COVID-19: Professor Michael Baker warns daily case numbers not showing extent of Omicron spread, actual figure could be 10 times higher

RNZ

Record case numbers are not showing the true spread of Omicron, epidemiologist Michael Baker says, warning the real number could be as much as 10 times the official figures.

On Sunday 810 cases were reported, a near doubling of the day before.

Professor Baker said while the figure was unlike anything New Zealanders were used to, the real number could be more like 8000.

"Most people with the infection, particularly when they're highly vaccinated, will have very few symptoms and many will have no symptoms at all, but they can still transmit the virus.

"For every case that's recorded we might have another five people out there who have very mild symptoms that are not being tested.

He said a delay in recording infections would also skew the numbers.

"When the curve is rising very rapidly it's still telling us about infections that happened maybe a week ago, it's always looking back in time because people who are exposed and incubating an infection take a median of three days, and then a few more days to get sick enough to go and get tested and then the result has to come through.

"And when you put both those factors together, the true number of infections in the community is probably an order of magnitude higher than the numbers we're seeing in the data account... about 10-fold higher."

He said a move to phase two of the government's Omicron management plan, unveiled last month, was imminent.

"We don't actually have a lot of choice, unfortunately, short of very strong measures that I think people don't regard is proportionate at this stage."

In phase two the focus remains on slowing the spread, but also balancing the needs of critical services, businesses and the economy.

The self-isolation period drops from 14 days to 10 for positive cases, and contacts need to stay home for seven days.

Critical workers who are close contacts may not even have to isolate at all, if they return a negative rapid antigen test.

Resources would also be deployed more strategically with the government promising to watch vulnerable communities and those at high risk of severe illness, closely.

University of Otago Associate Dean and immunologist Dianne Sika-Paotonu said evidence and experience clearly demonstrated that Māori and Pacific peoples fell into this camp and it was more important than ever that the government listen to the advice on how best to protect them.

"They need to trust our Māori and Pacific health teams and leaders... ensuring the work that is being undertaken is appropriate for our communities."

Dr Sika-Paotonu said there was still a lot of work to do to bring up Māori and Pacific tamariki and tamaiki vaccine rates as virus spread.

"Forty-five percent of the general [5-11] population have received their first vaccine dose, while for Māori and Pacific the vaccination levels for first doses are at 26 percent and 36 percent respectively. So there are inequities that are evident there."

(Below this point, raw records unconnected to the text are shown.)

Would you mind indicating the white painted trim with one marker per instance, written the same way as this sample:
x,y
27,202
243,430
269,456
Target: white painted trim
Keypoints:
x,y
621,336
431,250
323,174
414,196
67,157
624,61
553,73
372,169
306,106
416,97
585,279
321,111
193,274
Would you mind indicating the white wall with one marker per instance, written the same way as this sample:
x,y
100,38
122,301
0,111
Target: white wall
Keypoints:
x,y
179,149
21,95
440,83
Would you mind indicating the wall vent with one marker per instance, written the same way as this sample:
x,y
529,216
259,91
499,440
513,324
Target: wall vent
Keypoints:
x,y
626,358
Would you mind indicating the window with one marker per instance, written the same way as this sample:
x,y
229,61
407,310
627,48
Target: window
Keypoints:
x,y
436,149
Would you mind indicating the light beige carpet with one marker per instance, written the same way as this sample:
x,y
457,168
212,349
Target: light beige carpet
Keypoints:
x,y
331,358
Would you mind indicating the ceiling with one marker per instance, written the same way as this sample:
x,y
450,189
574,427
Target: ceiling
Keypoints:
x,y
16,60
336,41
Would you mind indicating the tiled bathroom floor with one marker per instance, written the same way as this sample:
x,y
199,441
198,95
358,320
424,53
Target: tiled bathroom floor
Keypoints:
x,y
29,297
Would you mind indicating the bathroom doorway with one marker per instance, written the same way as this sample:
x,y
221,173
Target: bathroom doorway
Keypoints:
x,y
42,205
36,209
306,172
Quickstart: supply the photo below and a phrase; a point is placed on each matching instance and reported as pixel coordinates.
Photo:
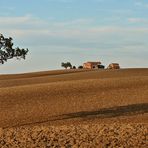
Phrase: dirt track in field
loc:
(70, 101)
(45, 96)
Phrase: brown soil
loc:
(74, 98)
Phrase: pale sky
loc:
(77, 31)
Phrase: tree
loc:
(73, 67)
(66, 65)
(8, 52)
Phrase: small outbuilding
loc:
(113, 66)
(91, 65)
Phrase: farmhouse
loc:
(113, 66)
(91, 65)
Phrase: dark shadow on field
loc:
(128, 110)
(112, 112)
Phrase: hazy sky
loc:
(58, 31)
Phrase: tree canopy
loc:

Baker said the Omicron wave would be relatively short, but intense.

"People who are older and have underlying illnesses need to think in the next week or two about cutting down on the social contacts and if they aren't, those are the people making sure they're wearing a high-performing mask.

"When we come out the other side, there'll be much less virus circulating and it will drop away quite rapidly. But that's still many weeks, probably three months away before we do get to that point. So we're going to have to be extra careful of this period to protect the most vulnerable people."

Health Minister Andrew Little has repeatedly said New Zealand is well-placed for an Omicron outbreak - and the ICU and hospital level care capacity is there.

However Nursing Organisation kaiwhakahaere Kerri Nuku said nurses felt differently.

"There's the same sort of emotions that we were feeling almost two years ago, feeling scared, feeling under resourced, under prepared and that people aren't listening to what's actually happening."

She said nurses were in a state of anxious preparation with many told to cancel leave or any plans for professional development until the wave was over.

"It does also make nurses think twice when they go about their own social gatherings, whether or not they should go there whether or not they should go somewhere else... people are making those conscious decisions about whether to participate in some of the social functions or not.

"It's tense and it's difficult times."